L’épandage fait également l’objet de mesures particulièrement rigoureuses et d’un suivi constant : le cheptel a été adapté compte-tenu des capacités d’épandage présentées par le pétitionnaire. L’épandage ne pourra avoir lieu qu’après déclaration du programme prévisionnel préalable que l’arrêté soumet à validation annuelle. Toutes les parcelles pouvant apparaître comme sensibles ont été retirées. L’intégralité des parcelles (et non seulement les parcelles en zones vulnérables, comme l’impose le programme d’action nitrates) fera l’objet de plantations de cultures piégeant les nitrates. Toutes les matières épandues seront préalablement contrôlées, sachant qu’elles devront respecter les valeurs fixées.

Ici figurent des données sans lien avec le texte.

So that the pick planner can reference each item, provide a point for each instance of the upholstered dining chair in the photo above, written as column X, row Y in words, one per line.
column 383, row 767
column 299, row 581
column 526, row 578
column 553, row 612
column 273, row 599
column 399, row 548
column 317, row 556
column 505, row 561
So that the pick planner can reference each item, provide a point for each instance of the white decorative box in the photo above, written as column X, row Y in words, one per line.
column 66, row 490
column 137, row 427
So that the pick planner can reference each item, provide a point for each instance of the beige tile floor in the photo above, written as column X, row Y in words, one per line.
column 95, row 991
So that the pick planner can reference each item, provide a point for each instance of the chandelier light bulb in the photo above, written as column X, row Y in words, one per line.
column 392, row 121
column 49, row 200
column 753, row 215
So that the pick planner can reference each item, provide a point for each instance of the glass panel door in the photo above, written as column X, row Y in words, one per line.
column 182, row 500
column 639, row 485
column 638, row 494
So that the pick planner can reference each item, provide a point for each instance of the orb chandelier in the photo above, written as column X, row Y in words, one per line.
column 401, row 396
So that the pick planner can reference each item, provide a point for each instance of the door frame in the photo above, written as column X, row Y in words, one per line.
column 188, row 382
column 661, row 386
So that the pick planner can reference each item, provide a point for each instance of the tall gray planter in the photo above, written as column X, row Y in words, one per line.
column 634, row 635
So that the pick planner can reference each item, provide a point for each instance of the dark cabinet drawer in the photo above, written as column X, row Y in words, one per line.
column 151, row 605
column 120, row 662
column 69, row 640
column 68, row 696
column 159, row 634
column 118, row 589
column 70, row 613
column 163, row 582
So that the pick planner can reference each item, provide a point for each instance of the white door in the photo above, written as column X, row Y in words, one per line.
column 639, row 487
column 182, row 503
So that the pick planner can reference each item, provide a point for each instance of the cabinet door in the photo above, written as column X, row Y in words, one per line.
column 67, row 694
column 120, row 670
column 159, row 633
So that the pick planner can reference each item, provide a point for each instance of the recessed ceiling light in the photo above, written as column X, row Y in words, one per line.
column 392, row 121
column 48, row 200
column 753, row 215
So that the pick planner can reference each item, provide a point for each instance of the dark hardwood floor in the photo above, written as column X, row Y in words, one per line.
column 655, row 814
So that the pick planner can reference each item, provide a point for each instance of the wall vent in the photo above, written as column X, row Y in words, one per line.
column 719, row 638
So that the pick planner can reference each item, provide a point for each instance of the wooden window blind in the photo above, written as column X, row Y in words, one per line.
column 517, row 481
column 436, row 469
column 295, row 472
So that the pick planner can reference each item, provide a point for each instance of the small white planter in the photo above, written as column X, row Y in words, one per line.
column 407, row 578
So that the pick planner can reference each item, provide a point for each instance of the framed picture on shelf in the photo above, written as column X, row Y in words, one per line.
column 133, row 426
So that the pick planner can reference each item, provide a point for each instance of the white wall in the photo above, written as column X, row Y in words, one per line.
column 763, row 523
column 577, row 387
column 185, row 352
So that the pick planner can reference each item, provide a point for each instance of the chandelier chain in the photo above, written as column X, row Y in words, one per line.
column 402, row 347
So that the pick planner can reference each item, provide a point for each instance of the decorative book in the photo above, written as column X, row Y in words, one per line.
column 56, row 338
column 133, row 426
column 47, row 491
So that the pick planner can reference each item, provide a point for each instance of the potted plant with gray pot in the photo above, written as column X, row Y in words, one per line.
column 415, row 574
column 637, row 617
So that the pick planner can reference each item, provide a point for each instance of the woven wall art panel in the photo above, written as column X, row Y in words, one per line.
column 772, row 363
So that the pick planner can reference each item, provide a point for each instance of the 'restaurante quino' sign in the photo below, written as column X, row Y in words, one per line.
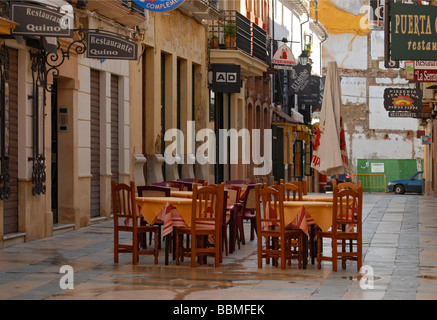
column 413, row 32
column 159, row 5
column 103, row 45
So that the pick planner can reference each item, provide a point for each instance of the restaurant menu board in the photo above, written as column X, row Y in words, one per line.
column 313, row 94
column 402, row 99
column 300, row 79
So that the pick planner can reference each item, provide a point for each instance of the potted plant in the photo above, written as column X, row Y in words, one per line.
column 230, row 31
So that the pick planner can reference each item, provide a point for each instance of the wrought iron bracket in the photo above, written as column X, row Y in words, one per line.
column 54, row 60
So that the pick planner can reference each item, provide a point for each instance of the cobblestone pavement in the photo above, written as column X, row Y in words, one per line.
column 399, row 246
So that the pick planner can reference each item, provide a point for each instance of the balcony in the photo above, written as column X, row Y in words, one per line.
column 201, row 9
column 300, row 7
column 236, row 39
column 125, row 12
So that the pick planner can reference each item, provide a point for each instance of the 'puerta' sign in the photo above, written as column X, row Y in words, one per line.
column 104, row 45
column 159, row 5
column 413, row 32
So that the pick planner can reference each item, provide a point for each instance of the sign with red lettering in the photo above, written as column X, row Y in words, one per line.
column 425, row 71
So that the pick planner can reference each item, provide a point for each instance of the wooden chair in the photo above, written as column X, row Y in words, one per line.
column 207, row 209
column 232, row 206
column 238, row 182
column 125, row 214
column 271, row 227
column 198, row 181
column 346, row 226
column 293, row 190
column 154, row 191
column 188, row 183
column 247, row 212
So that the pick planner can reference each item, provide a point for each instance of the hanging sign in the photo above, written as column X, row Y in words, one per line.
column 314, row 94
column 402, row 99
column 413, row 32
column 300, row 79
column 283, row 58
column 159, row 5
column 426, row 140
column 38, row 20
column 409, row 70
column 226, row 78
column 425, row 71
column 105, row 45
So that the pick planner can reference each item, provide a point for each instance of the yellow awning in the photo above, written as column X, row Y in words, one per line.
column 6, row 26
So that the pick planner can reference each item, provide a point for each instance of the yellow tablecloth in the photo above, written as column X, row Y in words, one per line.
column 151, row 207
column 181, row 194
column 319, row 211
column 317, row 197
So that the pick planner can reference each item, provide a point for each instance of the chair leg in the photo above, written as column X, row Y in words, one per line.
column 135, row 248
column 319, row 252
column 193, row 251
column 334, row 255
column 252, row 229
column 156, row 245
column 241, row 230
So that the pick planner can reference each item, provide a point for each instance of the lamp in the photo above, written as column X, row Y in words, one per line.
column 434, row 111
column 303, row 58
column 412, row 85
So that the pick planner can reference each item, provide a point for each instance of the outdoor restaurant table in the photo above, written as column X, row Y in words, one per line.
column 174, row 211
column 162, row 208
column 317, row 197
column 181, row 194
column 304, row 214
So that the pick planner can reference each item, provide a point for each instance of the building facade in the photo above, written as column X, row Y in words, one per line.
column 65, row 116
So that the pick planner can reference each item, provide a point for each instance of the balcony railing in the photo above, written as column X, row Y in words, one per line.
column 125, row 12
column 236, row 32
column 202, row 9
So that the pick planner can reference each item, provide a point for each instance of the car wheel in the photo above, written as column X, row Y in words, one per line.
column 399, row 189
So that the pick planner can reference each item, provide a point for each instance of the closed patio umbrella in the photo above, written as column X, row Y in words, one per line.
column 330, row 155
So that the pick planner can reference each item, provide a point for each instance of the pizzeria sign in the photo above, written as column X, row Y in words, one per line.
column 401, row 99
column 413, row 32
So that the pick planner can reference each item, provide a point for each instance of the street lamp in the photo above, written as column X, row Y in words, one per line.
column 303, row 58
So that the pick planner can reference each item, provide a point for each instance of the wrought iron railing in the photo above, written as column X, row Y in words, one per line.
column 133, row 6
column 236, row 32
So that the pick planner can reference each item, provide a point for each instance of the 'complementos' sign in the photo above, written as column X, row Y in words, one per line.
column 159, row 5
column 103, row 45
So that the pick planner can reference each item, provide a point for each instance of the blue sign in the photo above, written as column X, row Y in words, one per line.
column 159, row 5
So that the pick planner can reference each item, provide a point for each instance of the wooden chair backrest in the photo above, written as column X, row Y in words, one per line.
column 293, row 191
column 170, row 184
column 207, row 206
column 269, row 208
column 123, row 202
column 153, row 191
column 233, row 194
column 249, row 202
column 347, row 206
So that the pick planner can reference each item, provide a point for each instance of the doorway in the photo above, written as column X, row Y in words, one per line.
column 54, row 143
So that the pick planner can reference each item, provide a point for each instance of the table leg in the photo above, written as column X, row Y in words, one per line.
column 304, row 250
column 166, row 248
column 313, row 244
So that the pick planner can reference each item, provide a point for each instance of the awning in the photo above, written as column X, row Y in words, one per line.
column 6, row 26
column 279, row 116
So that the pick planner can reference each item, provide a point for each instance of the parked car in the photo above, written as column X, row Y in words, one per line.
column 341, row 178
column 412, row 184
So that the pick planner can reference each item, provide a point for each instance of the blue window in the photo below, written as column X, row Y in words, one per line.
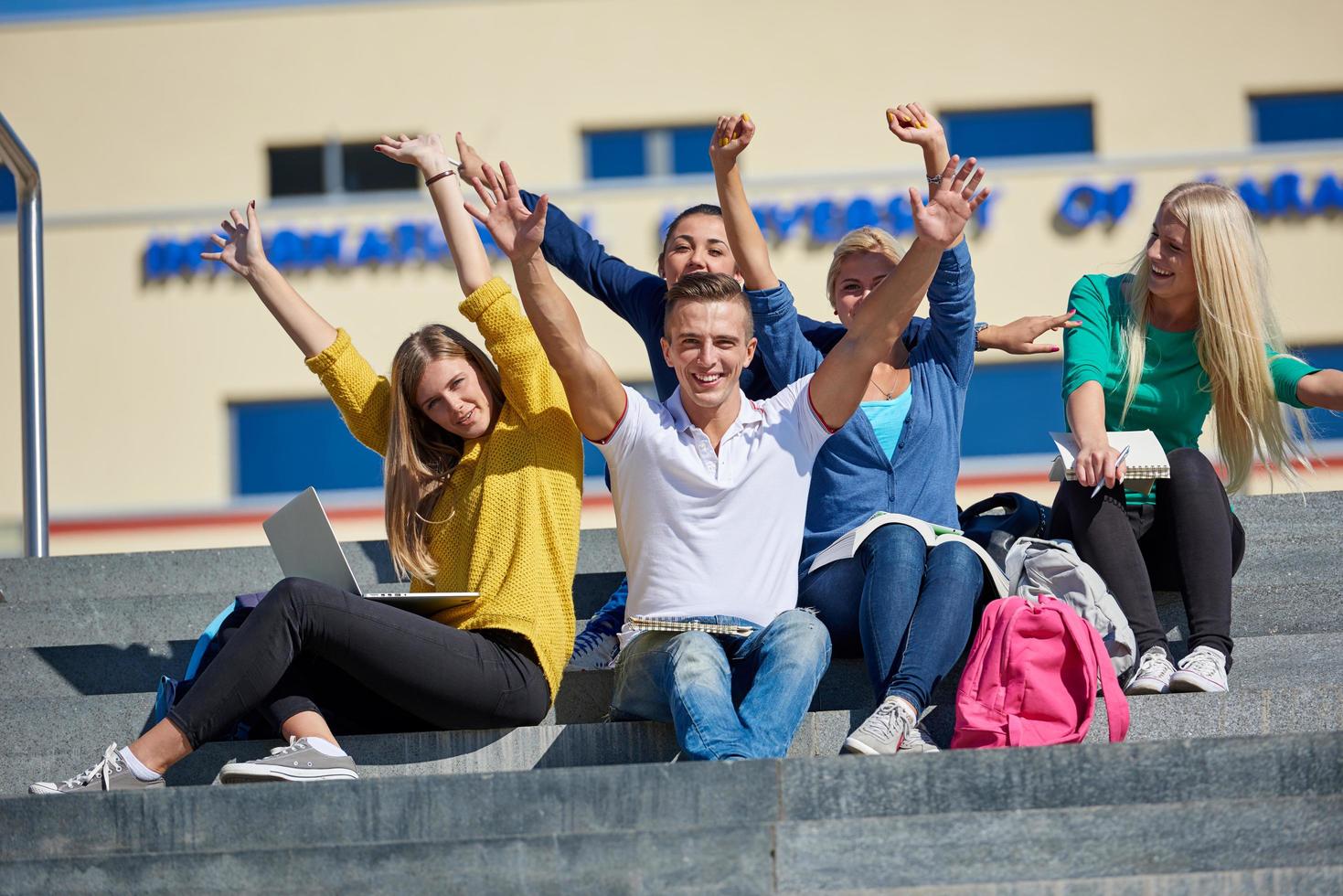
column 690, row 151
column 615, row 154
column 8, row 191
column 1303, row 116
column 649, row 152
column 1036, row 131
column 286, row 446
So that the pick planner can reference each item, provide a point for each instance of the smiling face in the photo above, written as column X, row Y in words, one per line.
column 708, row 346
column 696, row 243
column 450, row 392
column 1170, row 258
column 857, row 277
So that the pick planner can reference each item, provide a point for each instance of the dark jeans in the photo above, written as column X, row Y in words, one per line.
column 1190, row 541
column 907, row 610
column 366, row 667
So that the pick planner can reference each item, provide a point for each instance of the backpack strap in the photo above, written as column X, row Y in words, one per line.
column 203, row 641
column 1087, row 638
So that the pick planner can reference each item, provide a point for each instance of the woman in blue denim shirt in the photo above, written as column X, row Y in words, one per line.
column 904, row 609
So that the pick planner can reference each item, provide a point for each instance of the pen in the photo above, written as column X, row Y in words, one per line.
column 1117, row 461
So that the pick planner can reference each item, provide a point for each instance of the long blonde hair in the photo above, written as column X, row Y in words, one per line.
column 857, row 242
column 421, row 454
column 1234, row 324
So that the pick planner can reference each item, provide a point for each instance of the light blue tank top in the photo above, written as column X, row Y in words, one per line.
column 888, row 420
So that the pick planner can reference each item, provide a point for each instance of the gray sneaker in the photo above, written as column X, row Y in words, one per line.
column 919, row 741
column 884, row 731
column 111, row 773
column 298, row 761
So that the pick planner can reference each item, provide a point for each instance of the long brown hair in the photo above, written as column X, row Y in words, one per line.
column 1236, row 323
column 421, row 454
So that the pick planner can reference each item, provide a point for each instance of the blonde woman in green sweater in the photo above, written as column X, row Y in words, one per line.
column 1188, row 331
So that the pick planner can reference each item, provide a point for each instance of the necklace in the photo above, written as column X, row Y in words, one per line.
column 890, row 394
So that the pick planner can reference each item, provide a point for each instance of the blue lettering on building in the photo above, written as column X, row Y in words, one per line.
column 297, row 251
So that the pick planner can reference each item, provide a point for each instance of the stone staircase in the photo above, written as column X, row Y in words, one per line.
column 1211, row 793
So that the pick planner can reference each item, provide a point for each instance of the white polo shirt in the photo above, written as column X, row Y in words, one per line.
column 707, row 534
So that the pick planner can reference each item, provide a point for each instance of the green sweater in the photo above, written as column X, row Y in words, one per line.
column 1174, row 395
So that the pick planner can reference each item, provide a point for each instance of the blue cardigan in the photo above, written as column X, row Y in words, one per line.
column 853, row 477
column 638, row 298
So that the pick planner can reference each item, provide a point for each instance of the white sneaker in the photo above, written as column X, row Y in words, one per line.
column 1154, row 673
column 300, row 761
column 1202, row 669
column 884, row 731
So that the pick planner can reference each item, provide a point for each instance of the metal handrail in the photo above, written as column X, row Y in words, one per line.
column 31, row 337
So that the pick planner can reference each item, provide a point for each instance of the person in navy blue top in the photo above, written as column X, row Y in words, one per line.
column 696, row 240
column 907, row 610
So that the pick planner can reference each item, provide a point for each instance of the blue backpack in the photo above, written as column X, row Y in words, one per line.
column 207, row 647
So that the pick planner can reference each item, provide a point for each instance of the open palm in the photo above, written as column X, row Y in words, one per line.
column 517, row 231
column 243, row 251
column 951, row 205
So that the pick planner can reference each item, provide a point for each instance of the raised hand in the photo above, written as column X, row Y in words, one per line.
column 423, row 151
column 472, row 165
column 730, row 139
column 1018, row 337
column 516, row 229
column 242, row 251
column 915, row 125
column 951, row 205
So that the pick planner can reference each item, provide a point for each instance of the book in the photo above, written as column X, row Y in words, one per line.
column 1146, row 461
column 847, row 544
column 653, row 624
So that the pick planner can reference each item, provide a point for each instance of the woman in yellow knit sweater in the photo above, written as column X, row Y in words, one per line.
column 484, row 488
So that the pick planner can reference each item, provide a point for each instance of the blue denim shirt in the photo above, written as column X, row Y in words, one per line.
column 853, row 477
column 638, row 297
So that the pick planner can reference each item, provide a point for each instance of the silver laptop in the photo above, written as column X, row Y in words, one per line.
column 305, row 546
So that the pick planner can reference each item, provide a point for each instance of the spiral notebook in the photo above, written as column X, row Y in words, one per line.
column 653, row 624
column 1146, row 461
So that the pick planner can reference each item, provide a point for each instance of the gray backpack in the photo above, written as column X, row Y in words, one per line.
column 1039, row 566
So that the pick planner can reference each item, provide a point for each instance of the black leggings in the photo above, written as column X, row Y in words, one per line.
column 366, row 667
column 1190, row 541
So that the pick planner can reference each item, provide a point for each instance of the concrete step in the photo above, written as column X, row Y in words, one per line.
column 73, row 670
column 1059, row 844
column 48, row 739
column 151, row 618
column 1288, row 881
column 432, row 752
column 799, row 825
column 215, row 571
column 677, row 795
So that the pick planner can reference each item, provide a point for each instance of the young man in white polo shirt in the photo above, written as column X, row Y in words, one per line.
column 709, row 488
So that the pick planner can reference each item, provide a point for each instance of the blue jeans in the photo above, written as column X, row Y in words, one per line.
column 730, row 698
column 907, row 610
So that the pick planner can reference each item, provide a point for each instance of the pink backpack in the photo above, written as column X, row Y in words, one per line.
column 1030, row 678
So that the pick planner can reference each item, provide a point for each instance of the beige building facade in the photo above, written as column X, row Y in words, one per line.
column 149, row 128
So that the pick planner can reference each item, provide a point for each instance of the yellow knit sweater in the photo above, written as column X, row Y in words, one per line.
column 516, row 495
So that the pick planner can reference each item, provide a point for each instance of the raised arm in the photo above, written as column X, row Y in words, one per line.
column 596, row 397
column 361, row 395
column 913, row 123
column 427, row 155
column 1322, row 389
column 632, row 293
column 748, row 245
column 842, row 378
column 245, row 254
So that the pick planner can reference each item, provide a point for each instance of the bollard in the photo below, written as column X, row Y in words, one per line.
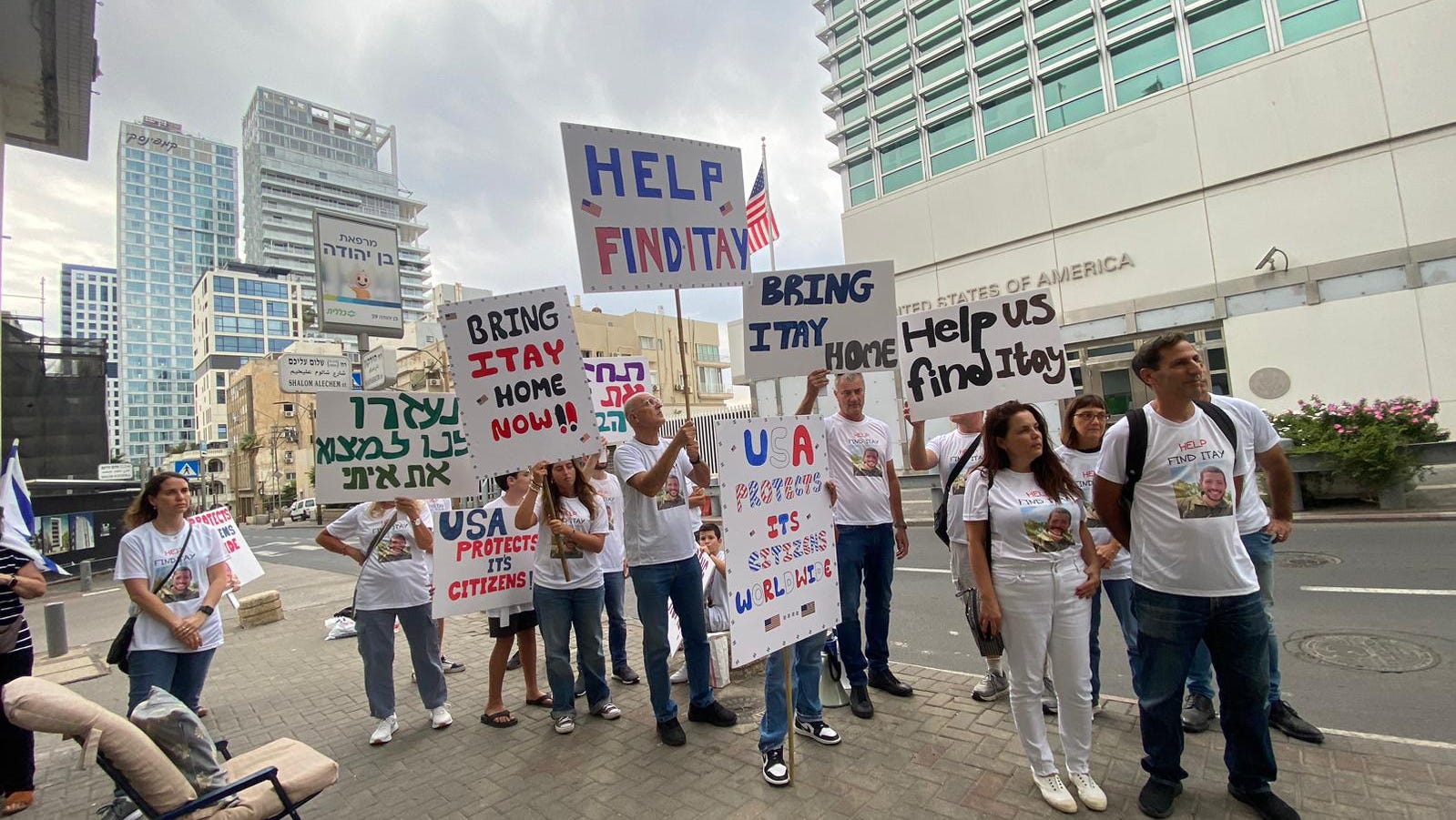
column 56, row 643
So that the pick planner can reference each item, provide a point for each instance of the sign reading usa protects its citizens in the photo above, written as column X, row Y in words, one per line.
column 656, row 213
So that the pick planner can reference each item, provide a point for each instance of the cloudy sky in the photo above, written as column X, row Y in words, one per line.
column 476, row 91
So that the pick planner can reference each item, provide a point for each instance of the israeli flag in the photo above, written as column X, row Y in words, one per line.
column 19, row 517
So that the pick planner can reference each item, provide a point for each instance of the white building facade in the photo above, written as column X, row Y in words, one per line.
column 1270, row 177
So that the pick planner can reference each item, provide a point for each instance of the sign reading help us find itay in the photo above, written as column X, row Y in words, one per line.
column 842, row 318
column 656, row 213
column 615, row 380
column 778, row 531
column 483, row 561
column 980, row 354
column 520, row 379
column 389, row 444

Il sera interdit d’épandre au-delà des capacités d’épandage.

La maîtrise des risques accidentels et sanitaires est organisée selon deux aspects : la prévention (suivi informatisé des opérations avec seuils d’alerte) qui a donné lieu de manière exceptionnelle à la prescription de la mise en place d’un réseau de lutte contre l’incendie interne à l’exploitation, et l’élaboration de mesures de gestion. Un plan d’intervention spécifique au site sera ainsi instauré dans un délai d’un an, testé et mis à jour, au minimum tous les trois ans, ce qui n’a pas d’équivalent pour un élevage.

-  S’ajoutent différentes mesures de restriction de la consommation d’eau, sachant que des relevés journaliers sont imposés ou encore des mesures particulières imposées à l’exploitant en matière paysagère (écran d’arbres à entretenir et conforter, pose de clôtures).

L’exploitant sera astreint à un suivi du trafic qu’il génère, ce qui n’a pas d’équivalent en matière d’exploitation agricole.

Un contrôle par les services de l’Etat, effectif et continu

Le contrôle des obligations de la SCEA Côte de la justice sera réalisé par les services d’inspection de l’Etat et sera décliné sous plusieurs modalités.

Des visites sur place auront lieu, complétées par des contrôles sur pièces des activités : la traçabilité des pratiques – épandages, entrées/sorties du méthaniseur… sera assurée et fera l’objet d’un bilan annuel remis à l’inspection des installations classées. S’adjoindront à ces contrôles directs de l’Etat, des mesures d’autocontrôle de l’exploitant, des contrôles par des bureaux d’études spécialisés dont les rapports seront transmis à l’inspection pour examen.

Une commission technique de suivi des épandages se tiendra annuellement.

L’encadrement sanitaire du cheptel, réalisé conformément au code rural, sera mené par du personnel compétent et un vétérinaire sanitaire. Des contrôles seront également effectués par les services de l’Etat.

L’ensemble des activités du site sera consigné dans un bilan d’exploitation annuel. Il intégrera les modalités de mise en œuvre de l’épandage, il fera le point sur l’activité (entrées/sorties) du méthaniseur, tout incident devra y être consigné.

Le maintien de l’autorisation octroyée restera donc conditionné au respect de toutes les dispositions imposées.

Une obligation de transparence et la création d’une commission de suivi

L’autorisation est assortie de mesures de transparence.

Une instance locale d’information et de suivi, non obligatoire mais souhaitée par le préfet, sera installée. Présidée par le sous-préfet d’Abbeville, cette commission de suivi de site associera les élus locaux, les représentants des associations de protection de l’environnement et les services d’inspection de l’Etat. Cette commission se réunira autant que de besoins et un bilan annuel de l’exploitation y sera présenté chaque année.